Sending periodic metadata in fragmented live MP4 stream?

Question

As suggested by the topic, I'm wondering if it's possible to send metadata about the stream contents periodically in a fragmented MP4 live stream.

I'm using the following command (1) to get fragmented MP4:

ffmpeg -i rtsp://admin:12345@192.168.0.157 -c:v copy -an -movflags empty_moov+omit_tfhd_offset+frag_keyframe+default_base_moof -f mp4 ...

My main program reads the fragments from this command from either stdout or from a (unix domain) socket and gets:

ftyp
moov
moof
mdat
moof
mdat
moof
mdat 
...

So, the first fragments I get are ftyp and moov which are metadata and describe the stream contents.

Now a client program connects at a later time to the main program. The problem is, that at that point, the ftype and moov fragments are long gone.

Is there a way (=ffmpeg command option) to make this work similar to MPEGTS (aka mpeg transport stream), and resend metadata periodically with the stream? Like this:

ftyp
moov
moof
mdat
moof
mdat
moof
mdat 
ftyp
moov
moof
mdat
moof
mdat
moof
mdat 
...

.. or is my only option to cache the ftyp and moov packets in my main program and re-send them to the client program when it requests the stream?

A related link: What exactly is Fragmented mp4(fMP4)? How is it different from normal mp4?

Caching and resending ftyp and moov each time a new client connects is not that straightforward either .. as it somehow brokes the stream (at least the browser MSE extensions don't like such a stream). There seems to be lots of sequence numbers and stuff in the moof packets that should be modified. (+)

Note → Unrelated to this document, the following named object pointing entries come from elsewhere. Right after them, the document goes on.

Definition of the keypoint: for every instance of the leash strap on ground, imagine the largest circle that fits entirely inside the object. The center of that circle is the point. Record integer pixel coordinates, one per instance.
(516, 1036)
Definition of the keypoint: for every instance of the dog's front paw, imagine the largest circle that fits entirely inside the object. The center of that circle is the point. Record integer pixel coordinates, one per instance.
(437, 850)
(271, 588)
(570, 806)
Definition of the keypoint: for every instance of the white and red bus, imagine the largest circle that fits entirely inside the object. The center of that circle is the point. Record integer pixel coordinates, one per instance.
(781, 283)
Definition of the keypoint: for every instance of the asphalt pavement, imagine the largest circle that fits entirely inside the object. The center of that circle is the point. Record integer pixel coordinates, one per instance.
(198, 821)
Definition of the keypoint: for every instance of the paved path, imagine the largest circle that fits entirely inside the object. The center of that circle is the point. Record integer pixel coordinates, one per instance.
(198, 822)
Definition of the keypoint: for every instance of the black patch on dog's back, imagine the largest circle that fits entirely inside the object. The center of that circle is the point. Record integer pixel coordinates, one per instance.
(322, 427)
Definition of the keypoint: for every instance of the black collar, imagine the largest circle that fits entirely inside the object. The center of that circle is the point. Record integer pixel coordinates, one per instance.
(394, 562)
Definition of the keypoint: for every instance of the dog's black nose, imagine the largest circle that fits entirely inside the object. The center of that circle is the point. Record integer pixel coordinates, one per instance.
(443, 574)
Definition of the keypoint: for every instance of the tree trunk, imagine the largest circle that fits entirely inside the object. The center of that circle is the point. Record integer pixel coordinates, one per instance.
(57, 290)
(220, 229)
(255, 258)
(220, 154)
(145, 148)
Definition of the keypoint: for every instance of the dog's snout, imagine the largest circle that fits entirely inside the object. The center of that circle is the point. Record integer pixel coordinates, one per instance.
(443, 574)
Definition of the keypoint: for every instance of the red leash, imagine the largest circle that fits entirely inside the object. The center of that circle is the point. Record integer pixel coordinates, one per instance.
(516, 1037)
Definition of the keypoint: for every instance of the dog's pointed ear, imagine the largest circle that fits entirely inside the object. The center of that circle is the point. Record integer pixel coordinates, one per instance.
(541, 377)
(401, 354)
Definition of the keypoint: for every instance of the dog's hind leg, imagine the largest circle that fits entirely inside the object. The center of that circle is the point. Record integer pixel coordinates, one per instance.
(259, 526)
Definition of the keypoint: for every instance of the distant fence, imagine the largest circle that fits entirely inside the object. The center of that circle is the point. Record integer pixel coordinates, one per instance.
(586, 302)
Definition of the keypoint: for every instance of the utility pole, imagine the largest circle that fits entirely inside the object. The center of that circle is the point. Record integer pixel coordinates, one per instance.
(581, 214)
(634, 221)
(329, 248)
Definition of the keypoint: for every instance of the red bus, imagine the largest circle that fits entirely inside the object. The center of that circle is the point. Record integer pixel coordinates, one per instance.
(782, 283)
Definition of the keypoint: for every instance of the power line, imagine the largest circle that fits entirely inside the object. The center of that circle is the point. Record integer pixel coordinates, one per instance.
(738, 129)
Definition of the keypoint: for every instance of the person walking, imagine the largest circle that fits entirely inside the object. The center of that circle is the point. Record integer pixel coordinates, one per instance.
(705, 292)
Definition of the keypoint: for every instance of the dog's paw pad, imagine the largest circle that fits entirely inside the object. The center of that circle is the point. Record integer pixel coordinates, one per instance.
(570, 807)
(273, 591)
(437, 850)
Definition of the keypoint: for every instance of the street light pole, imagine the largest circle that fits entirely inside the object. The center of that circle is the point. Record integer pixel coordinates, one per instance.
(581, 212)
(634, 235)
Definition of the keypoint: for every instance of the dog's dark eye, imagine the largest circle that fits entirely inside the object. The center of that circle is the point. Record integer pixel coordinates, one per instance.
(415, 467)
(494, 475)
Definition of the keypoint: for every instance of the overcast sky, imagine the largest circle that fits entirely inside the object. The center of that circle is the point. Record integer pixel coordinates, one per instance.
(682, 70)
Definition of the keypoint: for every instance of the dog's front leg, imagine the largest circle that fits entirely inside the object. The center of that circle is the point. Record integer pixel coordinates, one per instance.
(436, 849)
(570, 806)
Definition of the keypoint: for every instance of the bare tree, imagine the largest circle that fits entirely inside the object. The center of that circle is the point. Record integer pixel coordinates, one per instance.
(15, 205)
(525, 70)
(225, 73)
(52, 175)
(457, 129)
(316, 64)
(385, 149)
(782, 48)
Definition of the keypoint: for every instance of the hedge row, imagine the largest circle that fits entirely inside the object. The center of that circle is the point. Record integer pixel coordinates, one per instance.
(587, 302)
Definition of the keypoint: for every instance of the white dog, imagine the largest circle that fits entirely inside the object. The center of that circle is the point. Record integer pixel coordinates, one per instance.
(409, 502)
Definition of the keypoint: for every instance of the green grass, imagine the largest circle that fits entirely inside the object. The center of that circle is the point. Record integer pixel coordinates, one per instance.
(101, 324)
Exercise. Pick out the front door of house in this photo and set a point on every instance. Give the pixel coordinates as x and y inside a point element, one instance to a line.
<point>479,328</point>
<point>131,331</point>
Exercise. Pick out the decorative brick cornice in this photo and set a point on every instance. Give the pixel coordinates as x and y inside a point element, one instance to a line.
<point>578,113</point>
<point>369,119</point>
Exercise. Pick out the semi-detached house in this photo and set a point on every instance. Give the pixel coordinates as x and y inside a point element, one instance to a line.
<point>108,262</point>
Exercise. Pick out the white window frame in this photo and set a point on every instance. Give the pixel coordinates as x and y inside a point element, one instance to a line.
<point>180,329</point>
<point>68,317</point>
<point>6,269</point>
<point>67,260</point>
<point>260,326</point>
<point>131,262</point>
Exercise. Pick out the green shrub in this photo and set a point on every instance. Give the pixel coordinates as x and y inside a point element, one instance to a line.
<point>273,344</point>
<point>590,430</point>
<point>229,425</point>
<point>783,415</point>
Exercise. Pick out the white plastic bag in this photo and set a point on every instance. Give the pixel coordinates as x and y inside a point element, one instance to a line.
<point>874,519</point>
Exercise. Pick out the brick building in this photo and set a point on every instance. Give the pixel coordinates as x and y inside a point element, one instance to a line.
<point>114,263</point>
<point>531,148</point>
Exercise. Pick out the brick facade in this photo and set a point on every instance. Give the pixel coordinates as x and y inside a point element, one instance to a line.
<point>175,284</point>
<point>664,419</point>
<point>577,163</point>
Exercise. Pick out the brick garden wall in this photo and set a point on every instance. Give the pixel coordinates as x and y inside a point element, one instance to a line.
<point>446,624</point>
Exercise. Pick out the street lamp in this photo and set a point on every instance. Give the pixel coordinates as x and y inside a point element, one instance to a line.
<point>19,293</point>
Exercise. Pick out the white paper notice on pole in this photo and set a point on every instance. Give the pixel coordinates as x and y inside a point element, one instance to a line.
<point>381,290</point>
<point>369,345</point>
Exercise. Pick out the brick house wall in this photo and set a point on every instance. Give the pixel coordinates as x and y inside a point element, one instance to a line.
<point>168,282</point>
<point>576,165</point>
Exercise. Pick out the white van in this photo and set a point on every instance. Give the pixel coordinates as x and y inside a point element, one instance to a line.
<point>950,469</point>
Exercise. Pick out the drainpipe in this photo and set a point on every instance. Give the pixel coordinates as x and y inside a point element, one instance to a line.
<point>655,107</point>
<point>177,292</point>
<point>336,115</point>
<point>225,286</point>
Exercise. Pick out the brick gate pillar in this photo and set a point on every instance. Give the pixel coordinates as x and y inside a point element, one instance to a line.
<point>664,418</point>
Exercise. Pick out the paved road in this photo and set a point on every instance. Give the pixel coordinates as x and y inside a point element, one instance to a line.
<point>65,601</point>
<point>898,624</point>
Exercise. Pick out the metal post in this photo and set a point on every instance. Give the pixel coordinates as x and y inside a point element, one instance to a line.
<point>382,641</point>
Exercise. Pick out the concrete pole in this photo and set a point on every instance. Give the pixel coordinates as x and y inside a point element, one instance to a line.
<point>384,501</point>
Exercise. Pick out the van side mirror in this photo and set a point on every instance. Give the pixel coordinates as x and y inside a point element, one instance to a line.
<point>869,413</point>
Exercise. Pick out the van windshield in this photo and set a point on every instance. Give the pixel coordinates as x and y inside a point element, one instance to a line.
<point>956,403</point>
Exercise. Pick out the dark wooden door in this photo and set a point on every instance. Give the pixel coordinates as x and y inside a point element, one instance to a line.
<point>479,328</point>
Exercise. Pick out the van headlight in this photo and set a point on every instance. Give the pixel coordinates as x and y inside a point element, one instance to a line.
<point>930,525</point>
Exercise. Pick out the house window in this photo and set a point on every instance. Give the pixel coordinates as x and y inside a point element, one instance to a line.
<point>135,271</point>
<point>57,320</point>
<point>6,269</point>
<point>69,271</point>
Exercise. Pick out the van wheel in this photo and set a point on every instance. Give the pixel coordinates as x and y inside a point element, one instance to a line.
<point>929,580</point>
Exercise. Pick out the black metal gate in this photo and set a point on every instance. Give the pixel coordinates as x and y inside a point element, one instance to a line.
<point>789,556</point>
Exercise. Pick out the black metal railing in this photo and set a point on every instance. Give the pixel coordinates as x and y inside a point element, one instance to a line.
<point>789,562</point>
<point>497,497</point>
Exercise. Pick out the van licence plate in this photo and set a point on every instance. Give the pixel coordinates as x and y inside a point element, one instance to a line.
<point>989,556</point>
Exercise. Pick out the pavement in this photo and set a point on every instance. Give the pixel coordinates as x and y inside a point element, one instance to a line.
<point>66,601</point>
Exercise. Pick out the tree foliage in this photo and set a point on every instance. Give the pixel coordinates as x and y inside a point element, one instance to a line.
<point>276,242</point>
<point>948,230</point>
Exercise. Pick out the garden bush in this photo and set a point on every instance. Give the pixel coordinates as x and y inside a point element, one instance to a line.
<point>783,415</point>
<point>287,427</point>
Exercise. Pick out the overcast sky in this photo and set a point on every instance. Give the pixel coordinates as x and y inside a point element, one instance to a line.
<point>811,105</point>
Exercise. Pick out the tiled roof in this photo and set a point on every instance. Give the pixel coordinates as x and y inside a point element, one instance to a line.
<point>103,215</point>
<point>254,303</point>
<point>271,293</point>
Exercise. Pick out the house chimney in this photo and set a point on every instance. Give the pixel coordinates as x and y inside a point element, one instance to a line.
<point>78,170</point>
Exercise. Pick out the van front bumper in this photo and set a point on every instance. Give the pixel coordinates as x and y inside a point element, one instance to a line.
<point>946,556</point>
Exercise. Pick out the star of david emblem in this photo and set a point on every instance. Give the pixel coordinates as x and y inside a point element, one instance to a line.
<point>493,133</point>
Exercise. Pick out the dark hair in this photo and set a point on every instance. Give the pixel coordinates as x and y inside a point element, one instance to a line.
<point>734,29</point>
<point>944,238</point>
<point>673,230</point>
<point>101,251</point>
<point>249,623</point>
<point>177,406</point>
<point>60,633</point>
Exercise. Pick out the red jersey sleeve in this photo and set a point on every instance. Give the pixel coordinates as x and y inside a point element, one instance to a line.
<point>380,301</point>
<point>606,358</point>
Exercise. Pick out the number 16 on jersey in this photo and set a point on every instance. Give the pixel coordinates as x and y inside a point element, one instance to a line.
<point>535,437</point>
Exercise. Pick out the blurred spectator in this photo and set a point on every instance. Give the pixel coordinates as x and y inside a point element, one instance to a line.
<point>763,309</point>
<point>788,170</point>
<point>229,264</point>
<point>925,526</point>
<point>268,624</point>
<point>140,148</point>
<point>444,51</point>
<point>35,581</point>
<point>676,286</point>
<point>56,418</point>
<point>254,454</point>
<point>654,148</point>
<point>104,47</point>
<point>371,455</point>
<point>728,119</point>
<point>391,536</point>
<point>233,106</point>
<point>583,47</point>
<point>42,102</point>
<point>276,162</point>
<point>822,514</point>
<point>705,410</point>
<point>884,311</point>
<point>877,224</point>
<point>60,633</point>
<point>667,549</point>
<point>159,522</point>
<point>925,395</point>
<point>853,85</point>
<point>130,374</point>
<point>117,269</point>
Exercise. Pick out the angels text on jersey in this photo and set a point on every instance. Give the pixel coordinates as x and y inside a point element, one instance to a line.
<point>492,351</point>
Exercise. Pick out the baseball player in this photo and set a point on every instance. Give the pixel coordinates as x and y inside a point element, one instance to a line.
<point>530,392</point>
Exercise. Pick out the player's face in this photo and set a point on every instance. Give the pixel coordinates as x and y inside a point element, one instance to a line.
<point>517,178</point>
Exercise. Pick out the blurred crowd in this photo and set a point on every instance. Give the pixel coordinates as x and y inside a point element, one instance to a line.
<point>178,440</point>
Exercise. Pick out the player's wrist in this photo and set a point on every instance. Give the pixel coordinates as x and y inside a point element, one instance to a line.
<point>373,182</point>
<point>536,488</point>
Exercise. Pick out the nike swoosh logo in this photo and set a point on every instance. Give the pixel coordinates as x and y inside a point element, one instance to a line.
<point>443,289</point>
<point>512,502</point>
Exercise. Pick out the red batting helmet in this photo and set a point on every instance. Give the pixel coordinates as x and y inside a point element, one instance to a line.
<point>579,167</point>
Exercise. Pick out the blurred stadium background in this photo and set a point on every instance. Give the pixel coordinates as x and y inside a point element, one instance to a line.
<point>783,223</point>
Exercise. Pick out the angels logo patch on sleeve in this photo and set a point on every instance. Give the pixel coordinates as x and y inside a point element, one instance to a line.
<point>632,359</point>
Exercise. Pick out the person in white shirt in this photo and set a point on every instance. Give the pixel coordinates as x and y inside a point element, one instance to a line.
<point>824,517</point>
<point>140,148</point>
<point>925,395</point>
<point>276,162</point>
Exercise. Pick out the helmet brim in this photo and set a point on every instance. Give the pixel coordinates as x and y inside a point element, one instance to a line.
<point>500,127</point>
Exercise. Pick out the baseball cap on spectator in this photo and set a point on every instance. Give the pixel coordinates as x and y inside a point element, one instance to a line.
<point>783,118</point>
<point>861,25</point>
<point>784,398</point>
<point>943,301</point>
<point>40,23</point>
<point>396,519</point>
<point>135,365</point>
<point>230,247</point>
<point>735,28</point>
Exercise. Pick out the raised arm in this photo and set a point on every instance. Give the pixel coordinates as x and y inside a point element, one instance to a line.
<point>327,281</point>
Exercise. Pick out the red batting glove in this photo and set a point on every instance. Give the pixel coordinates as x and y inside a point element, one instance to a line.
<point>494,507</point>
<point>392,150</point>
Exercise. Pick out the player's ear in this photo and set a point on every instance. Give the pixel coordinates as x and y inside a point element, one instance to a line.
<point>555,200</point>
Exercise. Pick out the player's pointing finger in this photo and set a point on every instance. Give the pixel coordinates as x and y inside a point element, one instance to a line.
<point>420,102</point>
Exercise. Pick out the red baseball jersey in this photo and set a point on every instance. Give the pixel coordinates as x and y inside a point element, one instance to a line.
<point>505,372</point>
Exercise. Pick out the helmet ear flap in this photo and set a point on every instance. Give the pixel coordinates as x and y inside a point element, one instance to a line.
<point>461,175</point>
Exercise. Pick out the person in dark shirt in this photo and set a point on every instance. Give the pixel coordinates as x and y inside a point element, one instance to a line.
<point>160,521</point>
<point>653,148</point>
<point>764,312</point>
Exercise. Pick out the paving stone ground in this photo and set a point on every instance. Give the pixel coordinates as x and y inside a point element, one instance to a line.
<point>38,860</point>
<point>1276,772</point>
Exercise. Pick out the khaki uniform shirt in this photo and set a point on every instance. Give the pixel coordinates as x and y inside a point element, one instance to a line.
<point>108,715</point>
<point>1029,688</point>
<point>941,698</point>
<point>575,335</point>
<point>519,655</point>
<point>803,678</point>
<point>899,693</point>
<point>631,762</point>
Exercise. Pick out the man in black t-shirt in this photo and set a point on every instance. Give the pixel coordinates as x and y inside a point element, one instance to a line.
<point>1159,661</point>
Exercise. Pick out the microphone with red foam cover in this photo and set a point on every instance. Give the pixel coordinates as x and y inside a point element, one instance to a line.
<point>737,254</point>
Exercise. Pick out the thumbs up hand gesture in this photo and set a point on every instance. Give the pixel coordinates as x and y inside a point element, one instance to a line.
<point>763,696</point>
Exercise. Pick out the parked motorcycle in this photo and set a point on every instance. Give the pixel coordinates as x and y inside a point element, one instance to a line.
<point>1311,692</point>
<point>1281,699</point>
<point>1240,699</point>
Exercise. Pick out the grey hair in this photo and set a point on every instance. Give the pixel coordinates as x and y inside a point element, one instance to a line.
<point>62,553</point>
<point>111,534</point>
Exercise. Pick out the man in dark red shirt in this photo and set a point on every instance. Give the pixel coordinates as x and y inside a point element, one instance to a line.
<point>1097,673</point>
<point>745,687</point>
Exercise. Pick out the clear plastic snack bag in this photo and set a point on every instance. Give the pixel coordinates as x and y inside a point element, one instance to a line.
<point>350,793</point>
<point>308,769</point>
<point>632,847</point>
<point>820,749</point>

Another option is to pass the stream through another FFmpeg process that does the remuxing (and corrects moof packets). Things are further complicated by the fact that command (1) does not give cleanly-separated ftyp, moov, moof, etc. packets.

Any thoughts / solutions appreciated.

EDIT : regarding (+), MSE seems to have problems playing fragmented MP4 with gaps: https://bugs.chromium.org/p/chromium/issues/detail?id=516114

score 7 · Accepted Answer · edited Sep 20 '22 at 12:33

I was finally able to feed fragmented MP4 to browser MSE extensions without problems.

If one starts feeding the MSE extensions with moof and mdat packets that did not come immediately after the original ftyp and moov, then ..

.. the very first moof packet that goes into the MSE extension must be a moof packet that has a special flag called first_sample_flags_present set (see the ISO/IEC 14496-12:2012(E) specs for more info)

.. otherwise the MSEs in all popular browsers freeze and there is no video playback (btw, moof sequence numbers starting from > 1 posed no problem at all).

This python package was very useful for the analysis: https://github.com/beardypig/pymp4

To pick up that flag, client-side javascript functions are provided in this answer.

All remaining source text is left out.